In March 2019, at a CNN forum, she said there were “a lot of different pathways” for universal coverage, and that private insurers “could” still have a role. By June, Ms. Warren was more unequivocal, raising her hand at the first presidential debate to endorse doing away with private insurers entirely.

Still, she allowed herself room to maneuver, especially on how the program would be paid for. She repeatedly refused to rule out raising middle-class taxes, saying only that she would lower overall costs. The tension came to a head in a July post-debate interview, when Chris Matthews, pressed her in a live interview on MSNBC to say what would happen to taxes. Over and over, she refused to answer.

By September, the headlines were everywhere: The candidate with a plan for everything did not have one for the issue at the center of the race. The tax question became so commonplace that Ms. Warren even got advice from the late-night host Stephen Colbert, who recommended she compare it to taxes for public schools.

Behind the scenes, her team was already pressing to get the senator on firmer rhetorical and financial footing. Two long-serving Warren aides, Jon Donenberg and Bharat Ramamurti, were spearheading the effort to develop a financing plan over the summer, with Mr. Donenberg briefing Ms. Warren on various cost options.

But the plan was not quite cooked yet by the time she stepped on the debate stage in Ohio with a bull’s-eye on her back. She had just caught Mr. Biden in national polling averages for the first time, and staked out a lead in Iowa.

The attacks began almost immediately. First came Mr. Buttigieg. Then Senator Amy Klobuchar (“At least Bernie’s being honest here,” she said). Then Mr. Biden (“On the single most important thing facing the American public,” he said, “I think it’s awfully important to be straightforward with them.”)

From a hotel room thousands of miles away, Donald Berwick, a former federal health care official, had watched it unfold with growing frustration. For six weeks, he had been stealthily working with Ms. Warren’s campaign to develop a comprehensive way to pay for Medicare for all.

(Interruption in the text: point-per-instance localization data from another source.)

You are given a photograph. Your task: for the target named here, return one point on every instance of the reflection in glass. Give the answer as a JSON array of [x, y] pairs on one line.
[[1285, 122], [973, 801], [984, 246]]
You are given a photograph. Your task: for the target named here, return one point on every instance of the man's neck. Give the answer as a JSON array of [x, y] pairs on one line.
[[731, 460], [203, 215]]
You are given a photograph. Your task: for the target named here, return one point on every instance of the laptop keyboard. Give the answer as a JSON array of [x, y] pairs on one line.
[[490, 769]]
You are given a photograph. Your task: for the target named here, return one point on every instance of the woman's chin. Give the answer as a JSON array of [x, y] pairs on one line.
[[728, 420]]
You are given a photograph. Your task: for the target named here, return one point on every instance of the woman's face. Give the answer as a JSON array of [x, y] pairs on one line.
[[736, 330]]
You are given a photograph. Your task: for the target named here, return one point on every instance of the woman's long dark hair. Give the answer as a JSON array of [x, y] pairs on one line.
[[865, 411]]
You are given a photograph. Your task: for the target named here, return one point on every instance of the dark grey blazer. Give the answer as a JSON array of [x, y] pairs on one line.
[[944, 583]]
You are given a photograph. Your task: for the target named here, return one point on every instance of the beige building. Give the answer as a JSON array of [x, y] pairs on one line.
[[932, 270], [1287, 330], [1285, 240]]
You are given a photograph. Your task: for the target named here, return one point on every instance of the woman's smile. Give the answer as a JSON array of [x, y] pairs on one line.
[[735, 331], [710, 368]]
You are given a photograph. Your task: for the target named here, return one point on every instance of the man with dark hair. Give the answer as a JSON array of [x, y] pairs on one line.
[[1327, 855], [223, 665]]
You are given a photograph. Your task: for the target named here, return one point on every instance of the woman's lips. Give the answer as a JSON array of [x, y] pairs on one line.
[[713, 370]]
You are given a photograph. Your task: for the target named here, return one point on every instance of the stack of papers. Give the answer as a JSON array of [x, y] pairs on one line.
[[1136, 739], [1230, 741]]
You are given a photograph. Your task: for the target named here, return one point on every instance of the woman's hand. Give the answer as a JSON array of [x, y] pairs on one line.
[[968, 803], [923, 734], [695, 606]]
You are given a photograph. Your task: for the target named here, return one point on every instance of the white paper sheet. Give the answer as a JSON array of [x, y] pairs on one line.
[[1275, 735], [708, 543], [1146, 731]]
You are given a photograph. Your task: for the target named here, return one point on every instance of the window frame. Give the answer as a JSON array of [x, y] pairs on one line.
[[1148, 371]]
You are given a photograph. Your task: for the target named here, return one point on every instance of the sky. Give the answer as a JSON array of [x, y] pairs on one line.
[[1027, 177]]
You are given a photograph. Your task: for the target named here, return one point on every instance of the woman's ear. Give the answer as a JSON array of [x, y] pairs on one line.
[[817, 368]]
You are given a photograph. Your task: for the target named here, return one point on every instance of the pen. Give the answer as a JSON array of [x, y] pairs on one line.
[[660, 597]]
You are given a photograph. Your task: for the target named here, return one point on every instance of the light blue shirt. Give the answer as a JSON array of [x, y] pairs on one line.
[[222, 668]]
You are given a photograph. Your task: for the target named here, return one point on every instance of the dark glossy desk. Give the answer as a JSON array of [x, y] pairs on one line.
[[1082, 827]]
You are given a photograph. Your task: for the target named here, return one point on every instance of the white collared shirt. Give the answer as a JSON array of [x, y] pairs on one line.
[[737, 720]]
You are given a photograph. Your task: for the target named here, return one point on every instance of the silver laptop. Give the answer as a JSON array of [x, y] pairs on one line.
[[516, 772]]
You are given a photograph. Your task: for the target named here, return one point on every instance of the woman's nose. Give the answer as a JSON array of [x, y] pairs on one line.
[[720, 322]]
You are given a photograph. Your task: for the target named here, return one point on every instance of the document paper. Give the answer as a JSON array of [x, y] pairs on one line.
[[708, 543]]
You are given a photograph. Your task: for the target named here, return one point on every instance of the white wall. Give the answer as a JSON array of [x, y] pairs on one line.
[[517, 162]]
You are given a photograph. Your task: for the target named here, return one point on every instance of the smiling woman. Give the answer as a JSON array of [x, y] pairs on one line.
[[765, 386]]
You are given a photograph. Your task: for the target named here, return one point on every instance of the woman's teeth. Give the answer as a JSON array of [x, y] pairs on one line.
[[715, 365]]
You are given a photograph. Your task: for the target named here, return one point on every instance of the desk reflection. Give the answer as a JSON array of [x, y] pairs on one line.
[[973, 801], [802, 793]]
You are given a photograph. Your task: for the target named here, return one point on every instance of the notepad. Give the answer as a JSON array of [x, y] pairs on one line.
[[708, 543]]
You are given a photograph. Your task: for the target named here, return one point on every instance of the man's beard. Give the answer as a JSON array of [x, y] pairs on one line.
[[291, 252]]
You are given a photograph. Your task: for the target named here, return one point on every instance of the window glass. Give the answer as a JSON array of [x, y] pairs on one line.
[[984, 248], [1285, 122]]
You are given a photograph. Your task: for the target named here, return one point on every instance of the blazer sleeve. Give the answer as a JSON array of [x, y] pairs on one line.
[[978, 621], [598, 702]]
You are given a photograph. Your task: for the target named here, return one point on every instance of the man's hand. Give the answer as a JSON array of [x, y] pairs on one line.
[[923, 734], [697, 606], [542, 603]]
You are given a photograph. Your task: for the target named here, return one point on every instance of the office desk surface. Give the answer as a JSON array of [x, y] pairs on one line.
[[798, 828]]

“Senator Warren was under tremendous pressure,” Dr. Berwick said. “It was the same question again and again: Where is your plan? Where is your plan? That’s her thing, she has plans.” But he said that he and Simon Johnson, an M.I.T. economist close to Ms. Warren, were not rushed by campaign officials after they began working together at the end of August.

Ms. Warren’s own staff had produced the initial outline of her proposal and began circulating it among a small network of economists and academics, both for input and, eventually, public validation.

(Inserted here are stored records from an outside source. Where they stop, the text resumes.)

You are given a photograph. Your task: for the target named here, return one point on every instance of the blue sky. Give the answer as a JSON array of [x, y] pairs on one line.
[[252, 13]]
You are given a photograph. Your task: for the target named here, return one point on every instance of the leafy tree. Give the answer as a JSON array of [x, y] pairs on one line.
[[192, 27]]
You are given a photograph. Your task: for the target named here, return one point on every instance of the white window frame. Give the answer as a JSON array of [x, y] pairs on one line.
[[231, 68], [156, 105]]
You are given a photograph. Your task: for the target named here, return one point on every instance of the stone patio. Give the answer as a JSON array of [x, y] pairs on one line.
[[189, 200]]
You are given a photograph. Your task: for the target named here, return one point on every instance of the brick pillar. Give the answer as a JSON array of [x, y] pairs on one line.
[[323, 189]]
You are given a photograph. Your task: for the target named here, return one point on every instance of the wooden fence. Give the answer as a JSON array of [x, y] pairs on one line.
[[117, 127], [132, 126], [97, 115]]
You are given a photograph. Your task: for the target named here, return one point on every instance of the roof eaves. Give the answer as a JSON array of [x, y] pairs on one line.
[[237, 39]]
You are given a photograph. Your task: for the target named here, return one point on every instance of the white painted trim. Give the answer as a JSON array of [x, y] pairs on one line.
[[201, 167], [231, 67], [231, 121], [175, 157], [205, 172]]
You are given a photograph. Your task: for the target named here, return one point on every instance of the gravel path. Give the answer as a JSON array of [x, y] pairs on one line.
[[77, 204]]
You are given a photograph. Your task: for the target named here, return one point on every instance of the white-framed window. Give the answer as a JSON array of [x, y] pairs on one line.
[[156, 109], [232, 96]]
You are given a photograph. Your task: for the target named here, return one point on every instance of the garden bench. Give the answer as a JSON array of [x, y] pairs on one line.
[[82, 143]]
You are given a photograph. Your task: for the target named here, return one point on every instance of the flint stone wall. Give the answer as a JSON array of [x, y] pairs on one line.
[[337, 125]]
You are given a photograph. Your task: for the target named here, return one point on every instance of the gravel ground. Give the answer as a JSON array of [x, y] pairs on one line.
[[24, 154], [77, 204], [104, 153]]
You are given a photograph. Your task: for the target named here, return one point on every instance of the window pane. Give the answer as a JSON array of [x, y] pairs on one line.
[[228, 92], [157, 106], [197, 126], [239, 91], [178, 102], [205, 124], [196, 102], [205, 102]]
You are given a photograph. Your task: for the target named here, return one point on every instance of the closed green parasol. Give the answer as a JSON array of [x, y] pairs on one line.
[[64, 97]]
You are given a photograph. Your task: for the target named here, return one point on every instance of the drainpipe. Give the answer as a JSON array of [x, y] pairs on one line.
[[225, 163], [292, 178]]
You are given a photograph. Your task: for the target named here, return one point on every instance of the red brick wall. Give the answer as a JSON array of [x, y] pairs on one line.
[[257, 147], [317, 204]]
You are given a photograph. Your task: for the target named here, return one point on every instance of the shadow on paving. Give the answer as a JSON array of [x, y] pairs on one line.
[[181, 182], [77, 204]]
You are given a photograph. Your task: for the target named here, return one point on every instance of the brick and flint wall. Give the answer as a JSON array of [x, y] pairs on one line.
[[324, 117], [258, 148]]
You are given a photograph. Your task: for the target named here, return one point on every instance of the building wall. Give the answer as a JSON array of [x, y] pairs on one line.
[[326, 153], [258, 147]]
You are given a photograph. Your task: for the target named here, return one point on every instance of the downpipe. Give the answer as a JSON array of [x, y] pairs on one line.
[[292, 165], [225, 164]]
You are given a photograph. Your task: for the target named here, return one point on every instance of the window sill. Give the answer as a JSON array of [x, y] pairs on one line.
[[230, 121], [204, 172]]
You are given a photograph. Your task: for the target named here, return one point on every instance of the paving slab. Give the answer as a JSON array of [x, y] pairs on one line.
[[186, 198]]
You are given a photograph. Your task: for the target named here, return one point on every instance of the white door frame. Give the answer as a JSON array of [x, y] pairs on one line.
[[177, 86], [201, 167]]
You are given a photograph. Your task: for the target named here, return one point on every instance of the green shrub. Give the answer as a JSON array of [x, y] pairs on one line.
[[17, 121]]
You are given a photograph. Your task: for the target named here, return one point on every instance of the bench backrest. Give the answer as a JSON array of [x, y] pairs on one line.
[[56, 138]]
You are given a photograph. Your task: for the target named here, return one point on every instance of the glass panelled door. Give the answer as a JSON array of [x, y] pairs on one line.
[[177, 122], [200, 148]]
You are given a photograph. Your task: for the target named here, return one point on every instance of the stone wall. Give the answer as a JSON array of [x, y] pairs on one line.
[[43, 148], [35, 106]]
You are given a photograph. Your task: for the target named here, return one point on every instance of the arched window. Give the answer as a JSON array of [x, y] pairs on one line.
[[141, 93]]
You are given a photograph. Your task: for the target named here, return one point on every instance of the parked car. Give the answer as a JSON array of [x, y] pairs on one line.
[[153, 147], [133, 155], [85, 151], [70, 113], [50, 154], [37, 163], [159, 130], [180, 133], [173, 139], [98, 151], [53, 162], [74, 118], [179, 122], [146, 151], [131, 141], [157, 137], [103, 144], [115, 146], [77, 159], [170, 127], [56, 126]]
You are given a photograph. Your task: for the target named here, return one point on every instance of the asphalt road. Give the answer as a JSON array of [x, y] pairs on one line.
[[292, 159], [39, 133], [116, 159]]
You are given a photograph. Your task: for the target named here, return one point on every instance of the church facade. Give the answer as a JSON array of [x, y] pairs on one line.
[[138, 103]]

“It did kick into a higher gear after the last debate,” said Mark Zandi, chief economist of Moody’s Analytics, whom the campaign has consulted on this and other policy proposals.

The Warren campaign also tipped the progressive group Data for Progress about her proposal; it rushed a poll into the field on Oct. 30 and 31, and released its favorable results on Nov. 1, the same day as Ms. Warren’s plan.

The proposal, which would cost $20. 5 trillion over 10 years, immediately came under attack from Ms. Warren’s rivals, chiefly Mr. Biden, who said “she’s making it up.” His campaign manager recently warned that Medicare for all could cost Democrats the House.

Ms. Jayapal, the Seattle congresswoman whom Ms. Warren called before releasing her plan, said it was a milestone to have a front-runner fully embrace government-provided Medicare for all.

“It was tricky political terrain because it was Bernie’s issue,” said Ms. Jayapal, who has not endorsed a Democratic candidate. “She had to figure out a way to not step on that but also make the issue her own.”

At a campaign event in North Carolina recently, Ms. Warren delivered an emphatic rejoinder to those who said it was misguided and impossible to enact.

“You don’t get what you don’t fight for,” she said.

Less than 30 minutes earlier, Ms. Warren had been asked to list the first three bills she would want to sign into law. Medicare for all did not make the cut.

Jonathan Martin contributed reporting.